Tom took it from her and tasted it. “Don’t taste bad,” he said. “Make up a cup a black coffee, good an’ strong. Le’s see- says one teaspoon. Better put in a lot, coupla tablespoons.”

Ma opened the stove and put a kettle inside, down next to the coals, and she measured water and coffee into it. “Have to give it to ‘im in a can,” she said. “We got the cups all packed.”

Tom and his father went back outside. “Fella got a right to say what he’s gonna do. Say, who’s eatin’ spareribs?” said Grampa.

“We’ve et,” said Tom. “Ma’s fixin’ you a cup a coffee an’ some pork.”
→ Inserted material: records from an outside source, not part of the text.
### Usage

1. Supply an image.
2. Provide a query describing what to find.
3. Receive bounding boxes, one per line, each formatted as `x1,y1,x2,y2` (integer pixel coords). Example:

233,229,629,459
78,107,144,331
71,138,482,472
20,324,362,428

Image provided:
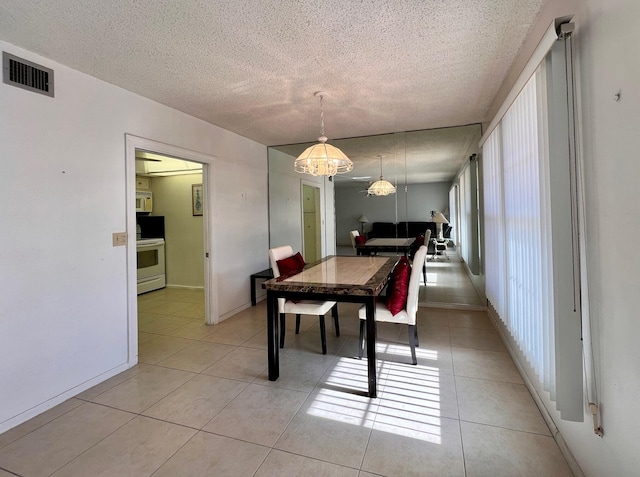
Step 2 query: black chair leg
280,313,286,348
409,325,418,364
319,315,327,354
331,303,340,336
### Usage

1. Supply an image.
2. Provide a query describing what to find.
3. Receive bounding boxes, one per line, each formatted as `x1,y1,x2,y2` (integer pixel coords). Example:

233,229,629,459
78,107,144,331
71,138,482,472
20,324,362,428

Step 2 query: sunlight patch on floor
307,343,442,445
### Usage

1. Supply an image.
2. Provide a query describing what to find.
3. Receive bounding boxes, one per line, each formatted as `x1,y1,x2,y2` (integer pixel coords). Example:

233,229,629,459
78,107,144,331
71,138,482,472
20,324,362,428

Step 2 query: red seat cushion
276,252,306,277
386,257,411,316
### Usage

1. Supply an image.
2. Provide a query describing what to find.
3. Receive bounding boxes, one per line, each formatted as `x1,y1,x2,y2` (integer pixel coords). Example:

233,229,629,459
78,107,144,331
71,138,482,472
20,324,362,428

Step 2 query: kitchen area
135,150,204,295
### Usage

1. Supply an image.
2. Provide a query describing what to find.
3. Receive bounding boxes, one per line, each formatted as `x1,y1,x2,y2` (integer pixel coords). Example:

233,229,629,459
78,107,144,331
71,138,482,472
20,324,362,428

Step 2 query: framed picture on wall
191,184,204,215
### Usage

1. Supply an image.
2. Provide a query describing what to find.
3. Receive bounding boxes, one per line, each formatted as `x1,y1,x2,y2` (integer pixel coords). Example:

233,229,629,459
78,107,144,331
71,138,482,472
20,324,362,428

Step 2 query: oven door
136,239,164,280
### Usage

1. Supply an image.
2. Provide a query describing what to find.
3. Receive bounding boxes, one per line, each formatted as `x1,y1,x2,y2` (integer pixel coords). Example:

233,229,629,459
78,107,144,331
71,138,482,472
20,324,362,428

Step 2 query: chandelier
367,156,396,195
294,91,353,177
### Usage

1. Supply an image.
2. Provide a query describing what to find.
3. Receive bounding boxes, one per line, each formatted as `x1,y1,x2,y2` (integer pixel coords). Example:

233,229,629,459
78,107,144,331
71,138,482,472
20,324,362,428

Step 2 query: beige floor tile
158,341,235,373
138,336,194,364
92,366,194,413
153,432,269,477
53,416,197,477
143,375,247,429
460,422,573,477
242,329,270,350
275,389,377,468
0,398,83,449
0,403,135,476
451,348,523,384
173,303,204,323
456,376,551,435
202,320,267,345
138,331,160,345
378,363,458,416
255,450,362,477
202,346,267,382
142,300,191,315
203,384,308,447
449,327,507,351
166,321,216,343
138,315,192,335
76,363,150,401
362,415,465,477
285,328,347,355
258,350,334,392
447,310,495,331
318,350,378,395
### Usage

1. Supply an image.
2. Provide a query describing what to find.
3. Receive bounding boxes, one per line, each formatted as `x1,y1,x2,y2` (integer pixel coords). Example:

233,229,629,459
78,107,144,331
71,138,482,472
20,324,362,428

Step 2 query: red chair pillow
276,252,306,276
386,257,411,316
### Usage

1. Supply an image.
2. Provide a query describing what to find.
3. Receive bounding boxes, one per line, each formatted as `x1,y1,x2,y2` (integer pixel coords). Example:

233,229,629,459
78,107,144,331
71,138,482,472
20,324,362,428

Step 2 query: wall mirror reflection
269,124,485,307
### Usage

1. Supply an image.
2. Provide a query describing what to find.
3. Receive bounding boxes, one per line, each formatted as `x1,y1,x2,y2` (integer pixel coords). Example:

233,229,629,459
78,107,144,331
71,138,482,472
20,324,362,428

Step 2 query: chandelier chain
320,95,325,136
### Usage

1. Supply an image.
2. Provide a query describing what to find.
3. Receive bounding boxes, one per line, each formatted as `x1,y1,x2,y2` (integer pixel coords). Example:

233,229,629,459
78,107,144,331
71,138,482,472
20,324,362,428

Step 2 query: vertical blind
482,19,597,421
483,66,555,406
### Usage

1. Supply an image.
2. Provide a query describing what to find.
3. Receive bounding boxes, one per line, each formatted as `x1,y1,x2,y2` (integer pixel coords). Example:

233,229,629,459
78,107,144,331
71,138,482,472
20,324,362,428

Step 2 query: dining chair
422,229,431,286
358,245,427,364
269,245,340,354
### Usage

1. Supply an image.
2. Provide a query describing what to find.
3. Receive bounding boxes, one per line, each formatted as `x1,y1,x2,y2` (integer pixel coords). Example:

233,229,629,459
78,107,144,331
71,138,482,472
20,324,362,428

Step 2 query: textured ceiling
0,0,546,180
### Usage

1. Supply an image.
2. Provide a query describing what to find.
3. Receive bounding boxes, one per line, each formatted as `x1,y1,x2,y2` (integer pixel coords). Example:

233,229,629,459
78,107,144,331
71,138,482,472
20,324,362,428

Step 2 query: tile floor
0,289,572,477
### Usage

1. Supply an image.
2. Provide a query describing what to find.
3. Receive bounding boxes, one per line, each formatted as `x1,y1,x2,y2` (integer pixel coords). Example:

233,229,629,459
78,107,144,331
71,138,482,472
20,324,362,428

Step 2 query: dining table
262,255,397,398
356,237,416,255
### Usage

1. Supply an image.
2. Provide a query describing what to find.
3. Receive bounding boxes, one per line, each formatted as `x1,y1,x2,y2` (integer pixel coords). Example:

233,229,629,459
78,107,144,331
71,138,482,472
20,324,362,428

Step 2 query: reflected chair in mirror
349,230,360,255
269,245,340,354
358,245,428,364
411,229,431,286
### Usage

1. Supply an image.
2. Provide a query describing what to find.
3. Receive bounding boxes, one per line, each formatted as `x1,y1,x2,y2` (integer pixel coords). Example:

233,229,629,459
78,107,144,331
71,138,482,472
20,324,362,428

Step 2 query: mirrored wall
269,124,484,305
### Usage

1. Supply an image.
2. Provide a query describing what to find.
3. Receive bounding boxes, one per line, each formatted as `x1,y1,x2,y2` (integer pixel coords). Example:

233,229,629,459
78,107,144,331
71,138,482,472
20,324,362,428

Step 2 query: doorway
302,183,322,262
125,135,218,366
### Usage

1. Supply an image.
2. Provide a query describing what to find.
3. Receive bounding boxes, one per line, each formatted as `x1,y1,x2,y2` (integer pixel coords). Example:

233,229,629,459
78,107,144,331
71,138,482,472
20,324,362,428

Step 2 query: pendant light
294,91,353,177
367,156,396,195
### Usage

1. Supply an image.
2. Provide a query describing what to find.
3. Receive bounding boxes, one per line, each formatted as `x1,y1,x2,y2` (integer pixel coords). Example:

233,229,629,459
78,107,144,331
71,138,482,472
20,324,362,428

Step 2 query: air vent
2,51,53,98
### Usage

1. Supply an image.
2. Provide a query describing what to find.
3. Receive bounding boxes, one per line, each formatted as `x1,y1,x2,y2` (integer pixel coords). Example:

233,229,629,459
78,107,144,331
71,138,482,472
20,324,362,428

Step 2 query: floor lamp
431,212,449,241
358,215,369,235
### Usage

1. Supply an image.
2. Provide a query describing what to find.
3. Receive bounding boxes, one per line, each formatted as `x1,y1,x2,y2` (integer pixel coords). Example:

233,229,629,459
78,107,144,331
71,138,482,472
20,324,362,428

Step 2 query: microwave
136,191,153,213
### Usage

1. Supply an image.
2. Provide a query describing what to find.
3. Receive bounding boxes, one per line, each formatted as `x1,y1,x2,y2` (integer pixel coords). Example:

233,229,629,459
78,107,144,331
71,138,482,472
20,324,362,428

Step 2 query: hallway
0,289,572,477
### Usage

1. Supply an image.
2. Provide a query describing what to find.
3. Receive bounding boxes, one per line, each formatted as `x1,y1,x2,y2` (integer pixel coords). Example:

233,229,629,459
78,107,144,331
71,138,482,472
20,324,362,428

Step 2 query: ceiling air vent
2,51,53,98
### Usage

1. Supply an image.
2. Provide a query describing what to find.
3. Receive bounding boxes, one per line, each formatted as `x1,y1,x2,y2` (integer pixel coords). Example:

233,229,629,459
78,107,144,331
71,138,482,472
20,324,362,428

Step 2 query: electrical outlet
113,232,127,247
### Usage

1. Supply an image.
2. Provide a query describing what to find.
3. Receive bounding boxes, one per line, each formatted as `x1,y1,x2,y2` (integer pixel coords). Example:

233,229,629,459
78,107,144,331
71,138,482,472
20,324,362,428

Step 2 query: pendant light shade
294,92,353,177
367,156,396,196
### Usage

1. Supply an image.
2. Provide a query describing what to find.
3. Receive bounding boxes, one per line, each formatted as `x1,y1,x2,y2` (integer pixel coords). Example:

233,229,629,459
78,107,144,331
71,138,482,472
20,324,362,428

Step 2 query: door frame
125,134,219,366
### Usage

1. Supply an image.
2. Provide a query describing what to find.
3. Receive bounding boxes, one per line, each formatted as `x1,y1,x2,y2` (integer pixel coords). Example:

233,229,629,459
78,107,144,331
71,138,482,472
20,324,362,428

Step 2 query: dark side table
249,268,273,306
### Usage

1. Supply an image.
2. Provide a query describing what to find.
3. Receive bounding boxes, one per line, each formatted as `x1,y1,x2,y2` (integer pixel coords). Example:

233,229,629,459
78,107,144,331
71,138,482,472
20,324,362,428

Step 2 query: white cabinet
136,176,151,190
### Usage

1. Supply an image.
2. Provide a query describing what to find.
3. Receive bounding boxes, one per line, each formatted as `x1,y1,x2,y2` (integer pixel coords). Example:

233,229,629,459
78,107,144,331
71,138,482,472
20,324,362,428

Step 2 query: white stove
136,238,166,295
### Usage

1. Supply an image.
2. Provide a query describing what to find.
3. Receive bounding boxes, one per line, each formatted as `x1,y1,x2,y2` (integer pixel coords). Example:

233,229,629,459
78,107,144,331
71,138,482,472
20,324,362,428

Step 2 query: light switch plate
113,232,127,247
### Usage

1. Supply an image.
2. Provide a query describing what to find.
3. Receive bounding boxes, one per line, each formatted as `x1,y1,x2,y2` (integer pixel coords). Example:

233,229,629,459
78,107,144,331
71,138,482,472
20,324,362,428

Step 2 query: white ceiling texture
0,0,548,180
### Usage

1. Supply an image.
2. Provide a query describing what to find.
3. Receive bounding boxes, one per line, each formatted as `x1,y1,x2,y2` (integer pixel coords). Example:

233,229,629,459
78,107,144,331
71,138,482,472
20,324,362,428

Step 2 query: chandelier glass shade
367,156,396,196
293,92,353,177
294,136,353,176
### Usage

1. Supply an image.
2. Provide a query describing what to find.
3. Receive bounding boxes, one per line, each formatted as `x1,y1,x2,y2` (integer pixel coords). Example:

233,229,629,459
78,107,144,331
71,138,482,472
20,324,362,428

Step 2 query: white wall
494,0,640,477
0,42,268,432
335,182,451,245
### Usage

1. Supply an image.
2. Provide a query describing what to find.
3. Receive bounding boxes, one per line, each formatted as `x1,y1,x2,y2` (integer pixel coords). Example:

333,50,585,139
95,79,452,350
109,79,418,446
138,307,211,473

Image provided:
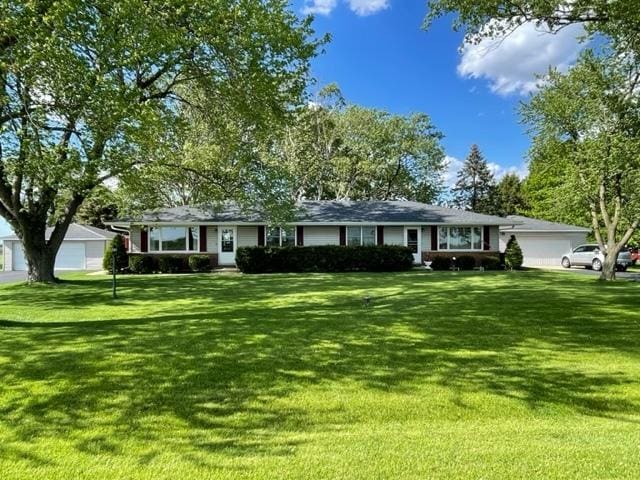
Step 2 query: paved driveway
0,272,27,283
He went into the house, and he drank his coffee and ate his pork. The group outside in the growing dawn watched him quietly, through the door. They saw him yawn and sway, and they saw him put his arms on the table and rest his head on his arms and go to sleep.

“He was tar’d anyways,” said Tom. “Leave him be.”

Now they were ready. Granma, giddy and vague, saying, “What’s all this? What you doin’ now, so early?” But she was dressed and agreeable. And Ruthie and Winfield were awake, but quiet with the pressure of tiredness and still half dreaming. The light was sifting rapidly over the land. And the movement of the family stopped. They stood about, reluctant to make the first active move to go. They were afraid, now that the time had come- afraid in the same way Grampa was afraid. They saw the shed take shape against the light, and they saw the lanterns pale until they no longer cast their circles of yellow light. The stars went out, few by few, toward the west. And still the family stood about like dream walkers, their eyes focused panoramically, seeing no detail, but the whole dawn, the whole land, the whole texture of the country at once.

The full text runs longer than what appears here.